Nel 2001, esattamente vent’anni fa, uscì I Tenenbaum, terzo film di Wes Anderson. Un film imperdibile e prezioso. Da allora, Anderson ha continuato ad essere prezioso, non sempre imperdibile. The French Dispatch è un compendio delle ossessioni del regista, in particolare quella per la nostalgia, nostalgia della carta stampata, nostalgia della gioventù, nostalgia della nostalgia stessa. Il titolo completo del film è The French Dispatch of the Liberty, Kansas Evening Sun ovvero il nome di un fittizio supplemento di un fittizio giornale del Kansas. Così fittizio che viene realizzato in Francia, in una città inventata dal nome divino Ennui-Sur-Blasé (in realtà è stato girato ad Angoulême) e però la rivista somiglia parecchio al New Yorker, non tanto al vero New Yorker ma all’idea platonica di una rivista raffinata, elitaria, graficamente e stilisticamente perfetta.

Entrare nei film di Anderson è come entrare in un mondo parallelo, fatto di cose bellissime ma illogiche. Infatti, The French Dispatch è anche il primo film antologico della storia a essere impaginato come una rivista. (Ci sono tre storie, per me la migliore è quella con Del Toro pittore informale/brutalista in galera, la più debole il ’68 con Chalamet giovane engagé). Inoltre, cambia tempo e luogo e protagonisti e persino genere, diventando, a un certo punto un cartoon. Ah, e imbarca un numero impressionante di facce note per pochissimi minuti di posa, altro classico giochino di Anderson, qui portato all’estremo. Elizabeth Moss per un attimo, Owen Wilson per due, Willem Dafoe per un’inquadratura, Henry Winkler (Fonzie di Happy Days, sì) manco il tempo del lampo di un ricordo.

C’è chi definisce i film di Anderson “film boutique”, io li vedo più come torte multistrato particolarmente elaborate, a volte troppo. Qui, al cuore dell’impasto, c’è davvero l’idea di omaggiare la bella scrittura stampata di una volta, la forza evocativa dei racconti dei grandi. Altri strati s’inchinano al cinema europeo o comunque all’idea di cinema europeo che è di Wes Anderson, altri ancora alla sua evidente e smodata passione per la simmetria e per la cartoleria.

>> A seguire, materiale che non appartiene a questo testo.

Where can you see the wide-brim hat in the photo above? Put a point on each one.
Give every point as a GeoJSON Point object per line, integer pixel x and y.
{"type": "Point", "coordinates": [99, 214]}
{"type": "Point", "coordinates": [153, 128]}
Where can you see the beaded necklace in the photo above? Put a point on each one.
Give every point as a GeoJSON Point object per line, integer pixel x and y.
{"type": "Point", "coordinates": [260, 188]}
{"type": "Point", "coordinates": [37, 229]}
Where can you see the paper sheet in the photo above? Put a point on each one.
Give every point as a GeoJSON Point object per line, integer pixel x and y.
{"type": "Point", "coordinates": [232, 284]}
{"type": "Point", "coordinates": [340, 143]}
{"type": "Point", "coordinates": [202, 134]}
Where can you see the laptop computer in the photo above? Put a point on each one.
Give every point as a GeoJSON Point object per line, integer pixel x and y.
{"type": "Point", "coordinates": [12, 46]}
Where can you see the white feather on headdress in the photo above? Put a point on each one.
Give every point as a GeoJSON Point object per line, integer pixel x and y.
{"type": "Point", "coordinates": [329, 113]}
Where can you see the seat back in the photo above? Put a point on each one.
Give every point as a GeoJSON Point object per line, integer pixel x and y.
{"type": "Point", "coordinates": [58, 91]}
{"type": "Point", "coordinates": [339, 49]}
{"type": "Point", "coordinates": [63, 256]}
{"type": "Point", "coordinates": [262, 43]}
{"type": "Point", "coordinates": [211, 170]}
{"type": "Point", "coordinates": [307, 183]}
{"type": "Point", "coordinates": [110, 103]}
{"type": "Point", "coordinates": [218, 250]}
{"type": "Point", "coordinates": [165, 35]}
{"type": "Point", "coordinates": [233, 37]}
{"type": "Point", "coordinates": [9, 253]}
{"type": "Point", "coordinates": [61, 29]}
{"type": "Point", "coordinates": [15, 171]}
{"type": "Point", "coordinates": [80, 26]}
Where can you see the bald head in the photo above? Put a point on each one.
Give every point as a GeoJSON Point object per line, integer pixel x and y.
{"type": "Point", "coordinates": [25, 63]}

La colonna sonora del film è di Alexander Desplat ma le note del musicista premio Oscar sono sottolineate da una serie di rumori del secolo scorso: i concertini dei tasti delle macchine per scrivere e delle matite sulla carta.

Insomma, è il solito Anderson. Eccentrico, adorabile. Se siete fan, se vi emozionate ogni volta che entrate nel suo Bar Luce della Fondazione Prada che lui realizzò a Milano nel 2015, non potete perdere questo film.